The council would offer activities in workplaces, colleges, leisure venues and community centres, while developing people's skills and confidence to live independently, with support.
Dr Thomson said: 'We are working on pretty challenging plans, which may mean putting services together strategically, rather than having all these libraries or day centres spread out.
'Maybe we can put them together in newly created hubs in the right place – that's one of the ideas we are looking at.
'Some of those day centres date back to the 1960s and 1970s and maybe they are not so great. Let's celebrate the new ones we would be providing.'
Cliff Jordan, Conservative leader of the council, said people had become too dependent upon council services.
He said: 'We want them to take control of their lives. We are not stopping caring. We will continue to do that, but we want to help people to help themselves. It's about everyone working together.
'What we will do is put the building blocks in place to help people to achieve that.'
Steve Morphew, leader of the Labour group, said: 'It's their government and their austerity programme which has got us here, and it's people in this county who are going to get punished.'
The boss of a charity which champions disability rights has said it would be a huge shock to people who have become dependent on day centres if they were to close.
Mark Harrison, chief executive of Equal Lives, said: 'On the one hand it's to be welcomed, as most of the day services are stuck in the 1960s.
'But the problem is that people have become dependent on it and these aren't young people - these are people in their 40s. It will be a big shock for them and very difficult to move that particular group on.
'If it is to happen, then it needs to be done properly, not just driven by savings. And it needs to be led by disabled people themselves.'
Meanwhile, an extra 50 social workers could be heading to Norfolk to help clear a backlog of work - thanks to £35m of government funding.

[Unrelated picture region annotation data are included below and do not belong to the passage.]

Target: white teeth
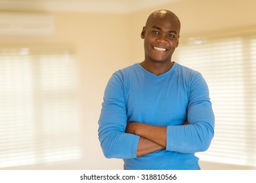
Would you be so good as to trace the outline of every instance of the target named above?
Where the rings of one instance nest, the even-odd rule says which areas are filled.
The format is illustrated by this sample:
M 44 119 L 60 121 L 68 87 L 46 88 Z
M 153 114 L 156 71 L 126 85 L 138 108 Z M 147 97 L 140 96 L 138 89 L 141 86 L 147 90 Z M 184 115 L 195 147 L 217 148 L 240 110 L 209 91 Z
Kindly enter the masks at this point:
M 158 47 L 155 47 L 155 46 L 154 46 L 153 48 L 154 48 L 154 49 L 158 50 L 158 51 L 162 51 L 162 52 L 166 51 L 166 49 L 165 49 L 165 48 L 158 48 Z

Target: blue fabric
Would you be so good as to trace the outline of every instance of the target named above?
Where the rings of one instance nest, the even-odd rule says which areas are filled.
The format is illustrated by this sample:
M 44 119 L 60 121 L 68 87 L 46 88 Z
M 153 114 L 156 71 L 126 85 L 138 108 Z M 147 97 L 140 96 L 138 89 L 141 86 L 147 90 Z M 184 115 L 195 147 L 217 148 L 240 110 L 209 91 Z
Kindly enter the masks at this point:
M 125 133 L 130 122 L 167 126 L 166 149 L 137 158 L 139 137 Z M 200 169 L 194 153 L 205 151 L 214 135 L 205 80 L 177 63 L 160 76 L 139 63 L 114 73 L 98 124 L 105 156 L 123 159 L 125 169 Z

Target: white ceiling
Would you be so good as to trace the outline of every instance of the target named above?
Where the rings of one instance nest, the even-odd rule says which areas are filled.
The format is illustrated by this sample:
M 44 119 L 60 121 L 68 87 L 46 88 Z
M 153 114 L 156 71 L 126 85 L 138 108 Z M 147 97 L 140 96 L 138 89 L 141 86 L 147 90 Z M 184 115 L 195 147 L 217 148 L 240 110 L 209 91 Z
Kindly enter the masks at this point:
M 184 0 L 0 0 L 0 10 L 128 13 Z

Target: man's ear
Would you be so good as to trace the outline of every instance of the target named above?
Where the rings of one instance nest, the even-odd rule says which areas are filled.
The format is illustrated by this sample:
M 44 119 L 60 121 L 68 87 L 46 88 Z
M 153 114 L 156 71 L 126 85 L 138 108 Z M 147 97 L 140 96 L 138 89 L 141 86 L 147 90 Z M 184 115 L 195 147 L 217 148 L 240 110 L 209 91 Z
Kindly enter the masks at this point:
M 180 35 L 179 35 L 178 42 L 177 42 L 176 48 L 177 48 L 179 46 L 179 38 L 180 38 Z
M 145 29 L 146 29 L 146 27 L 144 26 L 143 29 L 142 29 L 142 31 L 141 31 L 141 33 L 140 33 L 140 37 L 142 39 L 144 39 L 145 38 Z

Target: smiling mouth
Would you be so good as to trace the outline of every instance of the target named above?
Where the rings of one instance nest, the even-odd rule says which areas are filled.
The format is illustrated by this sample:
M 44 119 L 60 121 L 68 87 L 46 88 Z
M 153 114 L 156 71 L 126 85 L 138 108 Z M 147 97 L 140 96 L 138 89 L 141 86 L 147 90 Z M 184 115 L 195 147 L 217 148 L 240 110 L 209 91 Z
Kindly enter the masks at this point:
M 158 48 L 158 47 L 156 47 L 156 46 L 153 46 L 153 48 L 154 48 L 154 50 L 160 51 L 160 52 L 165 52 L 167 50 L 167 49 L 165 49 L 165 48 Z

The one-off funding has been provided to help the council manage pressures in the health and social care system and the council wants to hire more workers to tackle a backlog of 2,500-2,900 pieces of work.
Bill Borrett, chairman of the adult social care committee, said: 'This is an historic problem, which has existed for a number of years and I would like to address this with the new money.'
The committee will decide a week on Monday how to spend the money.
The expansion of prevention schemes and re-ablement assistance for people discharged from hospital, but not yet ready to go home, are among other proposals for how to spend the extra cash in a department which will have to find £31m of savings within four years.